改訂新版 世界大百科事典 「ウルビノ」の意味・わかりやすい解説
ウルビノ
Urbino
イタリア中部,マルケ州の都市。人口1万5410(1990)。標高485mの丘の上にある,城壁に囲まれた古い町。農業のほかに,煉瓦,刃物,錬鉄細工,家具,マジョリカ(マヨリカ)陶器の製造など,伝統的な手工業が発達している。また,ルネサンス期のたたずまいを残す家並み,威容を誇る宮殿パラッツォ・ドゥカーレ(マルケ国立美術館が置かれる),画家ラファエロの生家などがあり,ウルビノ大学は1506年に創立された長い伝統を誇っている。書物の装丁やイラストを専門に教える国立芸術学院があるのはイタリアでもここだけである。
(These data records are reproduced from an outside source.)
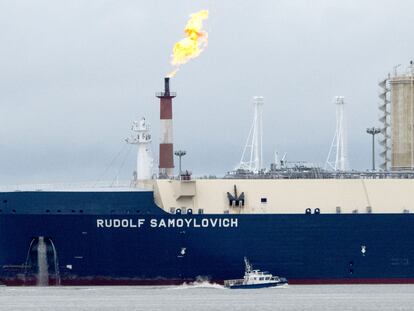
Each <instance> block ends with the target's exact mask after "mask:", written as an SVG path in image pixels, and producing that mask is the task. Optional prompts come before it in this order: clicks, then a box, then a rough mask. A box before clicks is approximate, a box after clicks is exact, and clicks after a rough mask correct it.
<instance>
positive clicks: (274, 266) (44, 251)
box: [0, 194, 414, 285]
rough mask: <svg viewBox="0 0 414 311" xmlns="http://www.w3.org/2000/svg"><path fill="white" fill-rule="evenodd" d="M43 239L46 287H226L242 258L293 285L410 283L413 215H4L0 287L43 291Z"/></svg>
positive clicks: (241, 259)
mask: <svg viewBox="0 0 414 311" xmlns="http://www.w3.org/2000/svg"><path fill="white" fill-rule="evenodd" d="M66 195H68V194H66ZM69 195H70V194H69ZM115 201H116V200H115ZM137 205H140V203H139V202H136V203H134V209H135V210H136V206H137ZM39 237H42V239H41V240H42V241H45V246H44V247H45V250H44V252H43V257H45V259H44V264H45V265H46V268H43V270H42V271H46V273H47V275H46V276H45V275H43V276H42V278H43V280H44V279H45V278H47V279H48V280H49V281H48V284H49V285H55V284H61V285H161V284H163V285H172V284H180V283H183V282H191V281H194V280H196V279H200V278H203V279H208V280H211V281H214V282H222V281H223V280H225V279H233V278H237V277H238V276H240V274H242V273H243V271H244V266H243V257H245V256H247V257H248V258H249V259H250V260H251V261H252V262H253V263H254V265H255V266H257V267H258V268H260V269H265V270H268V271H272V272H273V273H275V274H277V275H283V276H284V277H286V278H287V279H288V280H289V283H291V284H323V283H330V284H331V283H333V284H335V283H337V284H344V283H414V265H413V262H414V248H413V245H414V215H411V214H305V213H304V214H266V215H243V214H237V215H233V214H226V215H188V214H187V215H170V214H167V213H164V212H162V211H161V210H160V209H159V208H157V207H156V206H155V205H154V204H153V203H147V204H144V205H143V206H139V212H137V211H135V212H133V211H132V210H131V211H129V212H127V211H124V212H123V213H122V214H116V213H115V214H111V213H104V214H99V213H90V214H87V213H86V210H85V212H84V213H83V214H80V213H77V214H64V211H63V210H62V211H61V214H56V213H54V212H52V210H50V211H49V212H48V213H40V212H36V213H32V214H29V213H19V211H16V213H14V214H12V213H4V211H3V213H2V214H0V269H1V270H0V282H1V283H4V284H6V285H36V284H38V281H39V278H40V277H39V275H38V274H39V270H40V269H39V265H40V264H39V262H37V261H36V260H37V259H36V258H40V257H39V247H38V246H36V243H37V242H36V241H39ZM36 239H37V240H36ZM43 257H42V258H43Z"/></svg>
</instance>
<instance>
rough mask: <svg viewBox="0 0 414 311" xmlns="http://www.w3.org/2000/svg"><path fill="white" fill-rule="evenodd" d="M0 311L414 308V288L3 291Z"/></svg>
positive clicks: (207, 287)
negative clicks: (8, 310) (38, 310)
mask: <svg viewBox="0 0 414 311" xmlns="http://www.w3.org/2000/svg"><path fill="white" fill-rule="evenodd" d="M0 310H33V311H37V310H42V311H43V310H45V311H46V310H47V311H49V310H170V311H175V310H177V311H178V310H192V311H193V310H220V311H223V310H224V311H230V310H257V311H258V310H312V311H319V310H322V311H323V310H334V311H339V310H352V311H358V310H364V311H366V310H375V311H382V310H414V285H318V286H316V285H314V286H299V285H290V286H286V287H284V288H272V289H250V290H230V289H225V288H223V287H222V286H220V285H215V284H208V283H198V284H195V285H194V284H192V285H191V284H190V285H182V286H167V287H60V288H47V287H43V288H42V287H31V288H30V287H26V288H24V287H0Z"/></svg>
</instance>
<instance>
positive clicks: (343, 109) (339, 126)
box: [325, 96, 349, 171]
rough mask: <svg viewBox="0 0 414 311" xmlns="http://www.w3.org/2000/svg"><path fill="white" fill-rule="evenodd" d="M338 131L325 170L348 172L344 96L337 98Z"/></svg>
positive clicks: (346, 142)
mask: <svg viewBox="0 0 414 311" xmlns="http://www.w3.org/2000/svg"><path fill="white" fill-rule="evenodd" d="M335 105H336V130H335V135H334V138H333V140H332V144H331V148H330V149H329V153H328V157H327V159H326V164H325V168H326V169H332V170H334V171H346V170H348V168H349V163H348V146H347V145H348V141H347V136H346V118H345V110H344V106H345V101H344V97H343V96H336V97H335Z"/></svg>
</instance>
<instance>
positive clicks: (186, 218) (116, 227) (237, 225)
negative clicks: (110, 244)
mask: <svg viewBox="0 0 414 311" xmlns="http://www.w3.org/2000/svg"><path fill="white" fill-rule="evenodd" d="M96 227H97V228H144V227H150V228H236V227H238V219H237V218H201V219H199V218H169V219H163V218H161V219H158V218H150V219H145V218H138V219H133V218H111V219H102V218H98V219H96Z"/></svg>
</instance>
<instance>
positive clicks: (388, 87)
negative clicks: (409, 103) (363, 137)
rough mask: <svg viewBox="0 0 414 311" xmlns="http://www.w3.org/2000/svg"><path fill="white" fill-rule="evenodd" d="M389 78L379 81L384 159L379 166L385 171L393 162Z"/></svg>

ウルビノは,ウンブリア人が建設した町で,前3世紀にローマに征服された。538年,東ローマ帝国のベリサリオスにより征服されたが,カロリング朝の治政下,教会に寄進された。自由都市時代を経て,1213年,地方の豪族モンテフェルトロMontefeltro家の統治をうける。同家は1443年に公爵の称号を得,ウルビノは公爵家の支配の下で,当時のヨーロッパ諸都市の中でも,最も華美なルネサンス文化の中心地として繁栄した。そして勇猛な傭兵隊長であり,知識人や芸術家の擁護者であったフェデリコ・ダ・モンテフェルトロの治世(1444-82)に町は最盛期を迎えた。16世紀の初頭,市政はデラ・ロベレ家の手にゆだねられる。1631年教皇領となったが,それ以降は市民の芸術活動も衰退の一途をたどった。1797年,町はナポレオン軍に占領され,1860年,イタリア王国に編入された。